KÜS: Herr Lange, für Autofahrerinnen und Autofahrer ist die Entwicklung eines Reifens meist ein „Buch mit sieben Siegeln.“ Beim Neukauf eines Autos machen sich die wenigsten Interessenten auch Gedanken speziell um die Bereifung. Was ist nach Ihrer Erfahrung das Wichtigste bei der Entwicklung eines neuen Reifens?

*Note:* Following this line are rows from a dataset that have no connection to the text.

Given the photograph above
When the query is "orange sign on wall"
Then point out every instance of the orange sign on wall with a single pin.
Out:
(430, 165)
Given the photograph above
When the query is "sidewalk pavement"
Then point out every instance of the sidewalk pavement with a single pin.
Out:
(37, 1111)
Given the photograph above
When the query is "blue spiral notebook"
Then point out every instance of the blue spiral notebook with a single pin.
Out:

Dr. Holger Lange: Die Entwicklung eines Reifens ist immer ein Kampf mit Zielkonflikten. Zum einen soll das Gummi gut haften, was mit weicheren Reifen leichter gelingt. Aus Gründen der Verbrauchsreduzierung soll er aber auch leicht rollen. Das wiederum gelingt nur mit einer möglichst harten Mischung. Er soll zwar möglichst lange halten, aber auch in Kurven Grip bieten. Will man alle diese Eigenschaften berücksichtigen und möglichst auf einen Nenner bringen, braucht man das entsprechende Rohmaterial.
KÜS: Wie gehen Sie an die Entwicklung eines neuen Reifens heran?
Dr. Holger Lange: Die Hälfte der Innovationen im Reifen kommt aus dem Material. In unserem Pflichtenheft steht zunächst, wie der Reifen positioniert werden soll. Die Anforderungen sind immer unterschiedlich. Mal muss der Unterbau ziemlich fest sein wegen direkter Reaktionen auf die Lenkung. Mal muss er aus Komfortgründen weicher sein. Berücksichtigt werden muss auch, ob die Mischung eher auf Langlebigkeit oder auf höchste Kurvengeschwindigkeit ausgelegt ist.
KÜS: Was war die Zielsetzung bei der Entwicklung des neuen Hochgeschwindigkeits-Sommerreifens?
Dr. Holger Lange: Die Zielsetzung ergibt sich zum Teil schon aus dem markanten Profildesign. Kaum vorhandene Querprofilierung, große Blöcke. So sieht in der Regel auch ein Pneu für Trainingssessions bei Rennveranstaltungen aus. Zudem sollen die dreieckig ausgeformten Querrillen in den Außenschultern auf nassen Straßen das Wasser aus der Lauffläche transportieren. Und zwar ohne, dass dabei die Fahrstabilität beeinträchtigt wird. Unser Ziel war also kein Geringeres, als tatsächlich den möglichst besten Sommerreifen der Welt zu bauen.